By: Dr. Magdalen Normandeau – Magdalen is a physics instructor and coordinator of Teaching & Learning Services at the University of New Brunswick. She is an expert at opening cans of worms and exploring rabbit holes.
Scholarship of Teaching and Learning is, in some ways, an unusual scholarly undertaking. With few exceptions, its practioners are highly trained individuals… in some other field of inquiry! On the plus side, the variety of backgrounds leads to a variety of questions addressed and a variety of perspectives. On the negative side, many of us are unfamiliar with tools and methodologies that would be appropriate for the investigations we have in mind. This is particularly problematic when it comes to the use of statistics.
Let’s have a look at what has been done for CJSoTL papers. Since its inception in 2010, the Canadian Journal for the Scholarship of Teaching & Learning has published 130 articles. Ninety-three have been categorized as Research Papers and four as Research Notes. Of these 97 articles, 54 include some quantitative aspect. In some cases, these are counts associated with codes or percentages associated with responses on a survey. In others, means and standard deviations are given. Thirty-three of these papers also make some use of statistical tests. The word cloud in this post was made from a list of all the statistical tests used in these papers.
While percentages and averages are familiar to all who teach, anything beyond that is probably unfamiliar to a fairly large fraction of SoTL readers. Given that the point of writing research papers is to communicate with our readers in such a way that they can judge the validity of our analysis and conclusions, I would argue that we need to do a better job than we currently do at explaining and justifying our analysis. I am not suggesting that we should write entire statistics textbooks in our papers, we do not need to go into the gory details of the calculations, but we should clearly state the purpose of a test we are using and the conditions under which it is valid. We also need to convince our readers that those conditions hold for our data.
For instance, like all parametric tests, a t-test assumes that the data are normally distributed. So if I use a t-test, I should state clearly this necessary condition for my analysis to be valid, and I should convince my readers that my data are normally distributed, perhaps by presenting a plot of my data . Notice how this serves two purposes: 1) my readers are better able to judge my analysis, and 2) I contribute to increasing the data analysis expertise of some of my readers.
For those rolling their eyes because statistics are used frequently in their disciplinary research journals and this level of justification is rarely included, I will point out that misuse of statistics is pervasive. It is not a recent phenomenon, and it is certainly not confined to SoTL. In my 1997 copy of Primer of Biostatistics by Stanton A. Glantz, a figure shows the results of four reviews of statistical methods used in the general medical literature between 1950 and 1976: in all four cases about half the papers examined used incorrect statistical methods. Half. Rather alarming! And this predates the days of one-click analysis software…
Because so many people are making these errors (misuse of elementary statistical techniques), there is little peer pressure on academic investigators to use statistical techniques carefully. In fact, one rarely hears a word of criticism. Quite the contrary, some investigators hear that their colleagues – and especially reviewers – will view a correct analysis as unnecessarily theoretical and complicated.
– Stanton A. Glantz, in A Primer of Biostatistics, 4th edition
More recently, in March 2016, the American Statistical Association became sufficiently alarmed by the misuse of statistics that they issued a statement on statistical significance and p-values. And Greenland et al. (2016) published an essay titled “Statistical tests, P values, confidence intervals, and power: a guide to misinterpretations.”

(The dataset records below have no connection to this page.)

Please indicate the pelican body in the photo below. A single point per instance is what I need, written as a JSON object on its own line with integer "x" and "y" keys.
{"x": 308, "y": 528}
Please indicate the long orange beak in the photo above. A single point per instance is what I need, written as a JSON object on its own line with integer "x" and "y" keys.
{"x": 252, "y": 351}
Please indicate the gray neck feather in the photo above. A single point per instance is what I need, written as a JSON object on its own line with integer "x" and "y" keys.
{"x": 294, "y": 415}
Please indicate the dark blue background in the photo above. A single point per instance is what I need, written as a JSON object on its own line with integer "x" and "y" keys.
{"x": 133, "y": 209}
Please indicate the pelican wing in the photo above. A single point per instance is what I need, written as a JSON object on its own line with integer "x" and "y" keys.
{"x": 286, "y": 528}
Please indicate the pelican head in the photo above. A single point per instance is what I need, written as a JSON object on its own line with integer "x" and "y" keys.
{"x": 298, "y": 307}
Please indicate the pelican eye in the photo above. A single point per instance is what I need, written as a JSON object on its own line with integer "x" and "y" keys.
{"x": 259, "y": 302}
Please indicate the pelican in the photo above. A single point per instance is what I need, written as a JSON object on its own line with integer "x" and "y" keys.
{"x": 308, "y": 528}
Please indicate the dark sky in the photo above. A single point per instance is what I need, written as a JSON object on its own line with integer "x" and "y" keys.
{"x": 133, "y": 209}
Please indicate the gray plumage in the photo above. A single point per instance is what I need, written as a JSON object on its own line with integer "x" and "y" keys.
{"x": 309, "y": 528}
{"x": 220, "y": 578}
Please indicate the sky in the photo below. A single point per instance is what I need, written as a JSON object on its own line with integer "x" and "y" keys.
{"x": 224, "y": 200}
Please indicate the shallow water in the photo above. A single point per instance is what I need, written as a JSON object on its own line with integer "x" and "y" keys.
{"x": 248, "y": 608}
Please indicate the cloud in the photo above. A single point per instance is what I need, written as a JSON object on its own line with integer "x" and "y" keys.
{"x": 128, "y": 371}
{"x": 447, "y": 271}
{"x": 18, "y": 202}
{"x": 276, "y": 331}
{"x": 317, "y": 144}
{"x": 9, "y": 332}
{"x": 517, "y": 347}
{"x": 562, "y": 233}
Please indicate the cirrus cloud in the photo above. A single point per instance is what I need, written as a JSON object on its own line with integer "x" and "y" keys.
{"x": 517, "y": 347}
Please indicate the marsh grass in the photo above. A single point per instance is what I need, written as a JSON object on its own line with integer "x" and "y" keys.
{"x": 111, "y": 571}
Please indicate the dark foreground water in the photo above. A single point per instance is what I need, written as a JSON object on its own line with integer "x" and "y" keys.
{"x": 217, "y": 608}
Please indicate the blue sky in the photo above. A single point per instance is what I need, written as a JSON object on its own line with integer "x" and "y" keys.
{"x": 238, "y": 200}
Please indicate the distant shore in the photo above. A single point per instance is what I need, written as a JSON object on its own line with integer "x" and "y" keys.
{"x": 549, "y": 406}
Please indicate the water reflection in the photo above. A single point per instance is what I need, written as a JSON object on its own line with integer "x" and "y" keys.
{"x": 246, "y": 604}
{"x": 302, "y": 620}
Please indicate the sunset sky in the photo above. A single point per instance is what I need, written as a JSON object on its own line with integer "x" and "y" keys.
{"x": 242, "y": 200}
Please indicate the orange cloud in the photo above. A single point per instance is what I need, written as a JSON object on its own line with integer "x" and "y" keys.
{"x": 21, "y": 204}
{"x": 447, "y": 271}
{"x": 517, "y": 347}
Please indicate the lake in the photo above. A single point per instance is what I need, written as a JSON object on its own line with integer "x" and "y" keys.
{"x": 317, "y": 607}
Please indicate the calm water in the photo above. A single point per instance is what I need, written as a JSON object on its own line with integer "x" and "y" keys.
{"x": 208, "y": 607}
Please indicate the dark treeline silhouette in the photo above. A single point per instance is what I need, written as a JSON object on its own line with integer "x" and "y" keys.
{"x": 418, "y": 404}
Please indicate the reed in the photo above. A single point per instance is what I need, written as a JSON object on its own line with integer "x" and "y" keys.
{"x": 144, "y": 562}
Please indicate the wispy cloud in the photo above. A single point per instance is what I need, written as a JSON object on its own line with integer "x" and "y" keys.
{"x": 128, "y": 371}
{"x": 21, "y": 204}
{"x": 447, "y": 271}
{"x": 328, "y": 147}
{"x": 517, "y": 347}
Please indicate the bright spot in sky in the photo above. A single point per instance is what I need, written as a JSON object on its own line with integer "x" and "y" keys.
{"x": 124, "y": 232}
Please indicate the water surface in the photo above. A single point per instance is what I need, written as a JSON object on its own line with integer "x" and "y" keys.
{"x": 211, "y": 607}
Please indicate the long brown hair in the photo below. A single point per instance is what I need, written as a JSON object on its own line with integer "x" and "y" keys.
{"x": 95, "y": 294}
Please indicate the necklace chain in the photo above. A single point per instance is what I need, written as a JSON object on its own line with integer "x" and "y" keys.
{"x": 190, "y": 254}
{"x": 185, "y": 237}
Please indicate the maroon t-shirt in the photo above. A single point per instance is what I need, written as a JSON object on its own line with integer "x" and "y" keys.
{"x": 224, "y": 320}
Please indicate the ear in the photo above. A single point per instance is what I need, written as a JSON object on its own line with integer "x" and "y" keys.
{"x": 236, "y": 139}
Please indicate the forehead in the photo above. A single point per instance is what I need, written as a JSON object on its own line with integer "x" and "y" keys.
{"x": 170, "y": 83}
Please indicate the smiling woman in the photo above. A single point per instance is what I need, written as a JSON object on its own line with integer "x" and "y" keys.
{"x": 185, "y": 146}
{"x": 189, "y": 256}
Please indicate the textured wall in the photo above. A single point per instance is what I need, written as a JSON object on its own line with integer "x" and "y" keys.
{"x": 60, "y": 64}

So, dear SoTL enthusiasts, let’s take the first step in the right direction by carefully communicating what we have done to our data and why, and why it is justified. If you are squirming a little because you are uncomfortable with statistics but, for instance, you want to compare data sets, then instead of trying to fake your way through it, why not talk to your colleagues? There are undoubtedly people teaching stats courses at your institution, so track down a friendly statistician, and ask for advice and guidance. It may be the start of a beautiful – and significant – collaboration (with a large effect size)!
 I could go one step further and also state the skewness and kurtosis of my data. One more step further would involve also stating the results of a Kolmogorov-Smirnov test or a Shapiro-Wilk test.